Shigella is a gram-negative, non-motile bacillus which serves as a major enteropathogen. Shigella infections mostly have been associated with watery diarrhea, dysentery, as well as some severe complications such as encephalopathy (1). This type of bacteria has four species including S. flexneri, S. sonnei, and S. boydii. These species are distributed worldwide. For instance, S. flexneri has been reported to high prevalence in India and Rwanda, while S. sonnei was commonly distributed in Thailand, Israel, and the USA (2-6). Shigella species is mainly diagnosed based on some symptoms such as fever, blood, mucous diarrhea and abdominal pain. Routine microscopy of fresh stool is a simple, cheap, rapid, and easy test to detect Shigella infections (7). For the treatment of diagnosed Shigella infections, ciprofloxacin is the first-line and pivmecillinam, ceftriaxone or azithromycin are the second-lines of treatment (8).
Shiga toxin (Stx) as a potent bacterial toxin was initially founded in S. dysenteriae and after that, it also was founded in Escherichia coli. Stx at least has two types including Stx1 and Stx2. Despite diverse genetically and immunologically origins, they have the same mechanism of action.
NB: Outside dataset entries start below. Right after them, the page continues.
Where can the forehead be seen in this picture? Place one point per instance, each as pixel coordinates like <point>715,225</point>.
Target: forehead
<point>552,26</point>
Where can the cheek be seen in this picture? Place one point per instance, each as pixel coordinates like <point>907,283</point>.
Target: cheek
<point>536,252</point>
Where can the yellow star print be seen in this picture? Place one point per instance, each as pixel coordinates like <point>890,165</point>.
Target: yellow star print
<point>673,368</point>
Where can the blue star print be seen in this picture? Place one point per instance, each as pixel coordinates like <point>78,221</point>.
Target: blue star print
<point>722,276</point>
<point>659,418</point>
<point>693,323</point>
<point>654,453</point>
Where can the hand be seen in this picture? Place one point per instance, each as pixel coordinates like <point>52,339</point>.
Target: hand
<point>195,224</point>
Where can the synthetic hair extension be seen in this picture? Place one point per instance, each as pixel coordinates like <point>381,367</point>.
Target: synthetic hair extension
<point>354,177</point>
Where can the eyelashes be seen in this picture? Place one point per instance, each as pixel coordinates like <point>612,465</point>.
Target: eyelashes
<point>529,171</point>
Structural analysis indicated that Stxs consist of two major subunits including catalytic domains (A) and binding domain (B) to make an AB5 complex inhibiting eukaryotic protein synthesis (9). In addition, this toxin has also been shown to trigger cytokine production and induce host cell apoptosis (10). Stx toxicity is responsible for severe human disorders such as hemorrhagic colitis and hemolytic uremic syndrome (11).
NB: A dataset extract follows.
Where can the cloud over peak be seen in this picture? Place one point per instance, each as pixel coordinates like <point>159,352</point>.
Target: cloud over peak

The gene encoding Stx in S. dysenteriae is located on its chromosome but this gene in E. coli is associated to be a prophage (9). However, recently it has been shown that Stx-converting phages are capable of transferring stx genes from cell to cell through a transduction process called horizontal gene transferring. The exact mechanism underlying such gene transferring is partially unknown however, it has been suggested that after infection with a Stx-converting phage, the integrated stx genes mostly remain silent in the lysogens. In the presence of DNA damaging agents or other factors that induce the bacterial S.O.S. response, the lytic cycle was activated. Infected cell lysis eventually resulted in the releasing of phage particles that enhance stx genes transferring to other bacteria (12, 13). A growing body of evidence indicated that the stx gene has the potential to be transferred to other Shigella species like S. flexneri, S. sonnei, and S. boydii but with a rare prevalence (14-16). Therefore, the presence of stx genes is one of the most important challenges in clinical microbiology. Here, we identified 227 Shigella isolates including 60 S. flexneri, 157 S. sonnei and 10 S. boydii which all have the potentials to encode stx1. The PCR analyses determined that none of the samples encodes stx1.